According to the publishing house’s union of journalists, the termination is to take effect from March 12 next year.
“NSTP NUJ hopes the retrenchment process goes smoothly and the compensation the company promised to give us will be delivered in accordance with the law so that we can look after the welfare of our members.
“We also hope this is the last round of retrenchment the company will undertake,” its chairman Farah Marshita Abdul Patah said in a statement.
She said a total of 543 staff from NSTP’s stable of one English-language and two Malay language papers are affected, New Straits Times, Berita Harian and Harian Metro respectively.
Last month, Media Prima announced that it would undertake a transformation and restructuring exercise that would last until the first quarter of 2020.
Rumours within the industry suggest that the firm was looking to cut as many as 1,500 jobs.
According to sources Media Prima was looking to halve its editorial headcount for newspapers in its stable from the 90 or so each at News Straits Times, Berita Harian and Harian Metro.
Once the country’s most influential publishing company, the NSTP group was bought over by Media Prima in 2009.

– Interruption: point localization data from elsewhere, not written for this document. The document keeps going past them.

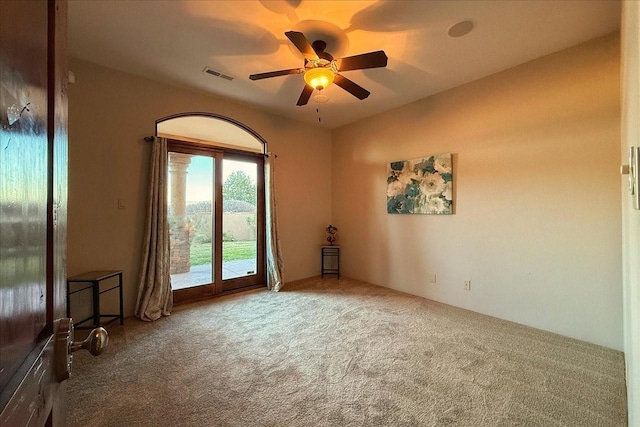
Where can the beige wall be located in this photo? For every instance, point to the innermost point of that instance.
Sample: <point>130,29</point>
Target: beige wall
<point>631,217</point>
<point>109,114</point>
<point>537,227</point>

Last year, Media Prima sold Balai Berita, the building housing the NSTP’s central operations in Bangsar and its main printing plant in Shah Alam, Selangor to PNB Development Berhad for RM280 million.
Malaysia’s media industry has been struggling financially in recent years.
In the digital age traditional media is struggling to adapt their business models to survive in the new electronic world.
Increasing numbers of skilled employees are the collateral damage of this unevenly matched battle between print and digital media. As hard copies disappear from the nation’s trains, waiting rooms and office desks, thousands of workers are finding themselves redundant.
Ex-reporters who used to chase stories on the streets of Malaysia’s cities now find themselves slogging along those same streets trying to find other jobs to survive.
They are the fallout from the decline of legacy print media in the digital age.
In the recent turmoil of Utusan Malaysia’s on-again off-again attempts to survive, hundreds of journalists now find themselves out of a job.
They have to earn a living somehow. It’s not unusual for ex-employees to run into each other peddling kitchen utensils or perfume from their car boots on the streets.
Earlier this year, Malaysia’s oldest Bahasa Melayu newspaper, Utusan Malaysia, was forced to shut down due to insolvency and left hundreds jobless overnight.
It struggled to pay staff salaries in the final months of its career and still owes back pay to many. Even those who opted for an earlier voluntary separation scheme have not been fully compensated.